お店が始まったのは戦後間もないころで、反物の多くは京都から仕入れられているそうです。しかし、一部には山形の染め物もあり、それが山岸幸一さんの染められた米沢織になります。米沢織とは自然の材料を用いて染める「草木染」が特徴の織物で、山岸さんはその米沢織を染織一貫生産されており、日本伝統工芸展や伝統工芸新作展で何度も入選や受賞をされたことのある方です。特に染めて色を定着させるのにはとても長い時間がかかり、それは年単位になることもあるそうです。実際にその織物を見せていただきましたが、やわらかさをおびたきれいな発色で、草木のもつ素朴さややさしさを感じさせながらも、しっかりとした色づきは自然のもつ不思議な潜在能力を感じさせるとても心惹かれる織物でした。
どのように色や柄を選んでいくのかと質問すると、その人の人柄を見たり、お客様がお持ちのものをみて、その色や形に合わせてセレクトしているということでした。たくさんの反物にひかれてお店に入ったわけですが、そこから選びとるということを考えると、私みたいにお気楽にきれいだなぁと見惚れているだけではダメなようですね。長いお付き合いをしていただけるお店のようです。
ブログを盛り上げなければ! というプレッシャーもあり、芸工大カラーがアオ色なのでアオ色の反物見せていただけませんか? と図々しくもリクエストをしてみてしまいました。すると重なった反物の下のほうから写真の反物を広げて見せてくださいました。
藍染の木綿です。木綿の素朴で自然な味わいを感じさせつつも、なぜか上品さの漂う一品のように思えます。今のアオ色もすごくきれいだけれど、これを着物に仕立てて長く着ていったとき今度は味わいのあるアオ色に変化していってくれるのではないでしょうか。少し想像してしまいました。
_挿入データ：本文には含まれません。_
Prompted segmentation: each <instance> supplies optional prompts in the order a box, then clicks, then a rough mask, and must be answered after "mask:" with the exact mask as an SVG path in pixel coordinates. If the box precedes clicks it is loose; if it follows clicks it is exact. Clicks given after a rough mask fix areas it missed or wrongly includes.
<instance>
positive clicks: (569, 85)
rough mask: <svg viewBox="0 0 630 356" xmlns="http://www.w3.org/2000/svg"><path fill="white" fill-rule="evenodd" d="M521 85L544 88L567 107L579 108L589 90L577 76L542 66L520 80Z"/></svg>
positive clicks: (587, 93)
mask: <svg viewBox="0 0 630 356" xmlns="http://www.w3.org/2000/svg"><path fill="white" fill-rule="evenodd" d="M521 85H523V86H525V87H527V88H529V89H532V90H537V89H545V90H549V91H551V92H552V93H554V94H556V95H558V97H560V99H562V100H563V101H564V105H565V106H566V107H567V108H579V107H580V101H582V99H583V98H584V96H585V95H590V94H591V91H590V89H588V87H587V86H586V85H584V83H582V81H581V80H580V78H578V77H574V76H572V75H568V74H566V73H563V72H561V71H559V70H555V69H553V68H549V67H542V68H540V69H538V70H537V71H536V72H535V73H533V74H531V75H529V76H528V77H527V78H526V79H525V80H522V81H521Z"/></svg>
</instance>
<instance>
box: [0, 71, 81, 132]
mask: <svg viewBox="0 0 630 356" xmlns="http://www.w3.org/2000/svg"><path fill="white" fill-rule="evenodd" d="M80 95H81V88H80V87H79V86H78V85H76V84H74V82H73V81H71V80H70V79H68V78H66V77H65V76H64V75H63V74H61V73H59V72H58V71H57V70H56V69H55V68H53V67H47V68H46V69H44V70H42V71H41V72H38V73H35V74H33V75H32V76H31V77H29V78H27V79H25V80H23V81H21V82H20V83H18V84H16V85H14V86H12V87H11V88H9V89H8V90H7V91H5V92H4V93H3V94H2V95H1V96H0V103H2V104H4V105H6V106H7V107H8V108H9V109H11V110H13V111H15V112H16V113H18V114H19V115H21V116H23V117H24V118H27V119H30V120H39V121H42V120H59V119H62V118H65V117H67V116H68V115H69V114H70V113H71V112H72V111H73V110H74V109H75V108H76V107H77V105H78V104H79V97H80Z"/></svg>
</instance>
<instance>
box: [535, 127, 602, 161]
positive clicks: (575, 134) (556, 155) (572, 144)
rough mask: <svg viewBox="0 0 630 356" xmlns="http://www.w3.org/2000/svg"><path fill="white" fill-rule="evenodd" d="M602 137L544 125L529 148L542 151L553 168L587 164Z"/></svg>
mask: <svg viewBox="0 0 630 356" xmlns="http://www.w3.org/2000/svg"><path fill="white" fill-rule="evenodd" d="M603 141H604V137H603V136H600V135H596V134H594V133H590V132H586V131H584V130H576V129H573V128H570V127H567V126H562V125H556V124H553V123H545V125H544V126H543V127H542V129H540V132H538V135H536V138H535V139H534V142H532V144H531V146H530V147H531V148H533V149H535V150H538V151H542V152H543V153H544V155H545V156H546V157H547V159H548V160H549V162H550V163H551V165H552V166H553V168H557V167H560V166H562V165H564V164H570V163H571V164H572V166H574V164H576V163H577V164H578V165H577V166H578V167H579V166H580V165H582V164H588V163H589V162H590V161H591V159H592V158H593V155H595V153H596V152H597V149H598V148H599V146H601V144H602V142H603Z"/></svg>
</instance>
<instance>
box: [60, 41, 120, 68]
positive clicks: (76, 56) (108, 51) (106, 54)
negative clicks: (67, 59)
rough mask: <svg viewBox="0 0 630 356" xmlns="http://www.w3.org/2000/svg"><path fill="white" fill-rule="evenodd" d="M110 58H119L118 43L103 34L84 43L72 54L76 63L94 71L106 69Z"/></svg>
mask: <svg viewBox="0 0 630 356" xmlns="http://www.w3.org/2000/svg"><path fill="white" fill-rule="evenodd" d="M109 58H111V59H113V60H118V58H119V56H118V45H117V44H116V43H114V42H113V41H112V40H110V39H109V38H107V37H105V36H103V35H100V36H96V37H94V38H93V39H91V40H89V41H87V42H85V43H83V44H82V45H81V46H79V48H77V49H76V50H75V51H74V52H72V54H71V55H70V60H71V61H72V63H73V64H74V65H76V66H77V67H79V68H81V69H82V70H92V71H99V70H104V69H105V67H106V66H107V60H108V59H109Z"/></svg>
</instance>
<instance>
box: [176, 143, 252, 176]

今回はなぜかスローな時間を考えさせられる取材でした。うっかりファーストへ流されて行きそうになっていましたが、多くのスローな魅力に出会えてとても意義のある取材となりました。ファーストもいいけどスローはもっといいな! そんな取材でした。
皆様、スローの魅力と出会いたいときはぜひ「こまつ屋」さんへ。